Discontentment seems to breed murmuring and complaining—a negative attitude toward the problem or situation. However, Scripture tells us to “Do all things without murmurings and disputings” (Philippians 2:14). Whatever we are discontent about becomes our focus and the topic of our regular complaints. Therefore, it also easily leads us to being a contentious woman—certainly a bad example for our children: “A continual dropping in a very rainy day and a contentious woman are alike” (Proverbs 27:15).

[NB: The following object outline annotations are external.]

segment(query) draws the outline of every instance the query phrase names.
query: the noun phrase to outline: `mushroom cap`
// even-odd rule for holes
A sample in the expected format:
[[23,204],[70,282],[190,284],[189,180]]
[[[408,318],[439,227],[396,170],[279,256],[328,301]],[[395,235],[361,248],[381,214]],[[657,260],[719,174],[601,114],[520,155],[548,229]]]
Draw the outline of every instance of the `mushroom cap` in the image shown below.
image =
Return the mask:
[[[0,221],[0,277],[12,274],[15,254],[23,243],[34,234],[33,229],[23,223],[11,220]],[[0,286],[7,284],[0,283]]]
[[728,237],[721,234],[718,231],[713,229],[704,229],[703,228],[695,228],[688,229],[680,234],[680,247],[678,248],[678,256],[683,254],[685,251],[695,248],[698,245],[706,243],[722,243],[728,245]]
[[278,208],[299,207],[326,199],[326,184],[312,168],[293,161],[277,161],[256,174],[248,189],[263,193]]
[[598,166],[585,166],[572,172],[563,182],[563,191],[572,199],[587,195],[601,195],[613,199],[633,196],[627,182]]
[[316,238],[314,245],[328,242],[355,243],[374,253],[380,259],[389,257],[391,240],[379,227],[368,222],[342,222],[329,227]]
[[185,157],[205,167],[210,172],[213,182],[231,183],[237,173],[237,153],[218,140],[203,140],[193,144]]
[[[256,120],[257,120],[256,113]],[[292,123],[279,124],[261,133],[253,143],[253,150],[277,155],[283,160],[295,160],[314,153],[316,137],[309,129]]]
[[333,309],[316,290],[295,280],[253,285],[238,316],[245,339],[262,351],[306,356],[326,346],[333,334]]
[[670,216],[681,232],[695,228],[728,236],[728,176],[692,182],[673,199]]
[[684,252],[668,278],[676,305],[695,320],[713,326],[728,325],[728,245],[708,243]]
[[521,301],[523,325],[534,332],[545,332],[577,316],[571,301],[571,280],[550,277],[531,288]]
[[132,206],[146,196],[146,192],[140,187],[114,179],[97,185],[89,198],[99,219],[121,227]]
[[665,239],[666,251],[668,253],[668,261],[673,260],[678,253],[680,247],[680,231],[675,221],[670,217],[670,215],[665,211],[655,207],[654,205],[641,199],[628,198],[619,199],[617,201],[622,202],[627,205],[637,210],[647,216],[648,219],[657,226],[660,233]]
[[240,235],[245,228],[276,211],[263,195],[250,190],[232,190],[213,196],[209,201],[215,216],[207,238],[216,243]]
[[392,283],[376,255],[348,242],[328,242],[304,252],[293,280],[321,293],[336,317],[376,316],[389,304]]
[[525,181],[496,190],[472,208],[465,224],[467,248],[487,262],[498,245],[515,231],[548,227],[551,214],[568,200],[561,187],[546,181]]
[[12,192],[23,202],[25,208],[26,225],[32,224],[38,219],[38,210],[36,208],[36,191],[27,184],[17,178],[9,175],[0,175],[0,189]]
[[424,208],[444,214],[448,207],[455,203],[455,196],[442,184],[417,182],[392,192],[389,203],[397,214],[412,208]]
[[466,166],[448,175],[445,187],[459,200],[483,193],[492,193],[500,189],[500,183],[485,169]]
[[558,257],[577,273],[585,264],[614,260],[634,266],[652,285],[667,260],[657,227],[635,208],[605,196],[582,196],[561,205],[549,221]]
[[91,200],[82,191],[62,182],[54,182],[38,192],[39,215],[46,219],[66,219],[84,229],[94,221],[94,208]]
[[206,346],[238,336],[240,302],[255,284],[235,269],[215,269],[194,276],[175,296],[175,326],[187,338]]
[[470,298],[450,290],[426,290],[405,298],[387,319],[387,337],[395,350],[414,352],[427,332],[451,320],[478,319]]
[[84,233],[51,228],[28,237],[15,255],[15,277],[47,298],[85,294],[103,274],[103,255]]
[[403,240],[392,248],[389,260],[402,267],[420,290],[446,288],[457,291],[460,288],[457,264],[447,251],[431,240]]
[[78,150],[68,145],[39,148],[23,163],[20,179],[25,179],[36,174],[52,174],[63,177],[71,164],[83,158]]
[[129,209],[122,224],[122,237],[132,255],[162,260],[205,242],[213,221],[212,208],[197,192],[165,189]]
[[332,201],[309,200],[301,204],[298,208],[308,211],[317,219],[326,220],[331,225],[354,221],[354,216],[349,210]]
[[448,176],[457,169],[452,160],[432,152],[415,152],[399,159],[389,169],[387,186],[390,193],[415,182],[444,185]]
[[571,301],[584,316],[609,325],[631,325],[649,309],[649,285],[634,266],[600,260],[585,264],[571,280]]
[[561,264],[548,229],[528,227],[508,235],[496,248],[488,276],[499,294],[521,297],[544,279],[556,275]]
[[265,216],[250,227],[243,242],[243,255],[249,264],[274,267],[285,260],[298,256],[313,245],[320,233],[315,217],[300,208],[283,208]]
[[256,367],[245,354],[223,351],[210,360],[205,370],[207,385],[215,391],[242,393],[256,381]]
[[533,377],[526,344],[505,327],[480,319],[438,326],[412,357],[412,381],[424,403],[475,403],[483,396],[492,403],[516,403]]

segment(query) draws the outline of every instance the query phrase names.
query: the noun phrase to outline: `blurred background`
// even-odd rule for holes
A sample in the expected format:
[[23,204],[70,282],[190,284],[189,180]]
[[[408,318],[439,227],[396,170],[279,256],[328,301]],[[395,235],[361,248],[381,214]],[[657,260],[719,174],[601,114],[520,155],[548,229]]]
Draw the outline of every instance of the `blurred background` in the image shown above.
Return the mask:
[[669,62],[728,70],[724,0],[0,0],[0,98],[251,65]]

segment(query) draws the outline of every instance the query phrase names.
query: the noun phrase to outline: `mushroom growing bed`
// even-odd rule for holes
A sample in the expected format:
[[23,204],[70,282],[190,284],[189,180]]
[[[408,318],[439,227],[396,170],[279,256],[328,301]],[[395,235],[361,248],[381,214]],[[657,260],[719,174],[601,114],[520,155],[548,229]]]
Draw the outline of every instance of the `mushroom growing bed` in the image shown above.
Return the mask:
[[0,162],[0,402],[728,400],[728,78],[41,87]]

Sometimes there is a problem or need in our school or with the children. As I pray about it and take it to Steve, it isn’t discontentment on my part that brings the solution. Rather, it is my accepting the situation and waiting on the Lord for His direction if there is to be a change of any kind. If I am not content and willing to wait on the Lord and my husband, then I become that contentious woman—nagging—a continual dripping to him.
I want my children to be content. Not only do I want them to be content, but I want them to be grateful as well. That begins in my heart and with my attitude. I can’t expect from them what I don’t have victory over in my own life. They will be aware of my discontent because they will hear my murmuring words and sense my negative heart.
Contentment is not complacency. If my house is a mess, I am not to be complacent by choosing not to clean it while saying I am content with the state of my house. However, if I am sick and can’t clean the house as I normally would, then I need to be content to wait on the work until I am well.
I would encourage the mom who wrote to me to work on learning to be content in the area in which she is dissatisfied. Then as she rests in the Lord, she will observe what He will do with the situation. Perhaps He will leave it as it is. Perhaps He will change it the way she is wanting it to be. “Delight thyself also in the LORD; and he shall give thee the desires of thine heart. Commit thy way unto the LORD; trust also in him; and he shall bring it to pass” (Psalms 37:4-5). Perhaps it will take a turn she couldn’t even envision at this point. It all starts with a focus on the questions: What is my delight? Is it in me and what I want, or is it in my Lord Jesus? May I encourage each of us to be known as women of contentment.